On the face of it, coffee cultivation is beneficial for the environment. The coffee plant is an evergreen shrub, which makes it a year-round resource for carbon sequestration.
However, not all coffee beans are grown in a sustainable manner. By nature, coffee plants are shade-dwelling, naturally occurring in the understory of lush rainforests. For a long time, coffee was grown exclusively beneath forest canopy, and was allowed to mature naturally, as it had been for centuries.
But sometime during the 1970s commercial coffee growers decided to take matters into their own hands, creating strains of coffee that could be grown in full sunlight, with the aid of fertilizers, pesticides, and other “miracles of modern science.”
Yields increased, but this new method of coffee cultivation had some serious drawbacks. As previously mentioned, growing coffee in full sunlight requires the use of industrial chemicals, which are generally harmful to the environment, the people who work with them, and the wildlife exposed to them.
Not only that, but creating the space needed to farm coffee in full sunlight necessitated the clear-cutting of rainforest land in many parts of the world, depriving many insects and animals of their natural habitats.
All in all, those increased yields came at a high cost, but because that cost didn’t show up on a balance sheet and was difficult to quantify, some coffee makers were content to ignore it.
A Return to Form
But that’s changing. There’s a new trend toward sustainable agriculture in the coffee world. Coffee labeled as shade-grown or bird-friendly fetches a premium among consumers in the know. Of course, this renewed interest in the old way of growing coffee isn’t merely about profit margins. Coffee producers have a vested interest in environmental preservation. Left unchecked, climate change could completely change how and where coffee can be grown.
Why Shade-Grown Coffee Matters
By producing coffee in the traditional shade-grown way, coffee producers are taking an environmental threat and turning it into an ally in the battle against climate change.
Shade-grown coffee plantations increase biodiversity by providing a welcoming habitat for a host of birds, bats, reptiles, insects, and native flora. This species-richness is great for the animals, but it helps the coffee producers, too. Birds provide pest control. Bees and moths lend a hand with pollination, enhancing fruit set on coffee plants. And of course, all of the animals are happy to donate fertilizer.

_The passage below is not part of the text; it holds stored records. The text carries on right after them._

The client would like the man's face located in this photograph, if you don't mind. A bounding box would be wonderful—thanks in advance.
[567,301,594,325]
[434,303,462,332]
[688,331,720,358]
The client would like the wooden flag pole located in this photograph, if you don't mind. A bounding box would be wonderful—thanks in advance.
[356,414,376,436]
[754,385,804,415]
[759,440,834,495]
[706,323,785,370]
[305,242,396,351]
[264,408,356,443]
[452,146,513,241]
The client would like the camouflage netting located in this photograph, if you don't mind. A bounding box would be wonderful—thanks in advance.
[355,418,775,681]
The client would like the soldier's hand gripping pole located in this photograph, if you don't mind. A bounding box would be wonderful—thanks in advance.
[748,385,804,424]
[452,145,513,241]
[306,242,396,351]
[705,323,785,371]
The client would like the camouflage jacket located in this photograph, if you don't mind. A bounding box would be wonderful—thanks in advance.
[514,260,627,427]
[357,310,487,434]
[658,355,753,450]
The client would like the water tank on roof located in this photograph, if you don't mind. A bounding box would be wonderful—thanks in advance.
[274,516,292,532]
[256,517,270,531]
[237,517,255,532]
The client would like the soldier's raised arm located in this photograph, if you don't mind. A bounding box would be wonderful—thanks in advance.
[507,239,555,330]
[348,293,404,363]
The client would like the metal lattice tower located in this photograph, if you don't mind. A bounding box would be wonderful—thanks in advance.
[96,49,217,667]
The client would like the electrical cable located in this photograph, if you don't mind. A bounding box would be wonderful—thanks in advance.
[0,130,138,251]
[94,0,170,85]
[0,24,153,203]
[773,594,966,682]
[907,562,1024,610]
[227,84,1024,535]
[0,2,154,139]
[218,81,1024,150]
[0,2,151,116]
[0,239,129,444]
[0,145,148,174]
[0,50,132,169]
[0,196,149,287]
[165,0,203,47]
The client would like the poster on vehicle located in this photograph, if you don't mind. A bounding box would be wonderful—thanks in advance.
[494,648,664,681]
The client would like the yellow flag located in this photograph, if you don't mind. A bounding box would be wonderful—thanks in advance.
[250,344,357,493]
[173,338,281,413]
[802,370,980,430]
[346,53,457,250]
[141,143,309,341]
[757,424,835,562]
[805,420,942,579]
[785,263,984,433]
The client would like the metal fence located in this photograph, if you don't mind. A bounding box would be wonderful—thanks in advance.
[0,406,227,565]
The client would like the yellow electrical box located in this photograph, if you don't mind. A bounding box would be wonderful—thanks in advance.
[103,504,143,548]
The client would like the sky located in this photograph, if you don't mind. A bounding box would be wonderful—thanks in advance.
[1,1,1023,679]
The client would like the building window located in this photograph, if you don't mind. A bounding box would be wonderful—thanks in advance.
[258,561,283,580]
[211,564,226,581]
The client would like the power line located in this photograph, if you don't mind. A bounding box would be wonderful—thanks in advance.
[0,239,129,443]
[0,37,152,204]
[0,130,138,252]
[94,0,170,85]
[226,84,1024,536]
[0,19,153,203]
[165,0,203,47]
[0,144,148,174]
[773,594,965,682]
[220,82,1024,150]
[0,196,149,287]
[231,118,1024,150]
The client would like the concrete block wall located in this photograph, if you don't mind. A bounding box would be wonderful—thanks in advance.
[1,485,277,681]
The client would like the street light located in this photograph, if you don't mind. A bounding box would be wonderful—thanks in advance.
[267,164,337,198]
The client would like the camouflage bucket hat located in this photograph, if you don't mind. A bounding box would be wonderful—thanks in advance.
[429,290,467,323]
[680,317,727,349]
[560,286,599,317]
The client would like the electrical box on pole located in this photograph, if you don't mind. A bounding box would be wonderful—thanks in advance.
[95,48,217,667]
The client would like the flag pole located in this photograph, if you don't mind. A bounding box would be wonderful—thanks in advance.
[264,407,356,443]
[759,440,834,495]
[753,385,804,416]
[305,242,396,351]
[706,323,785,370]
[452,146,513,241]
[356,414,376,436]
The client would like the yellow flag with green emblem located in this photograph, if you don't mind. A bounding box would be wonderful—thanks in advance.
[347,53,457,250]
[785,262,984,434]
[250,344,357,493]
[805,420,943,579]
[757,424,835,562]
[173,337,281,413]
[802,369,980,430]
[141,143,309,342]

Shade-grown production methods also reduce the need for chemical fertilizers and pesticides and makes organic coffee easier to grow. With Mother Nature on your side, you don’t need all those chemicals!
Vote With Your Coffee Cup
If you’re a coffee lover, then you probably know that shade-grown coffee is a bit more expensive, but we’d posit that it’s more than worth the premium. Choose shade-grown, and enjoy your cup of coffee with a side order of environmental stewardship. It tastes terrific.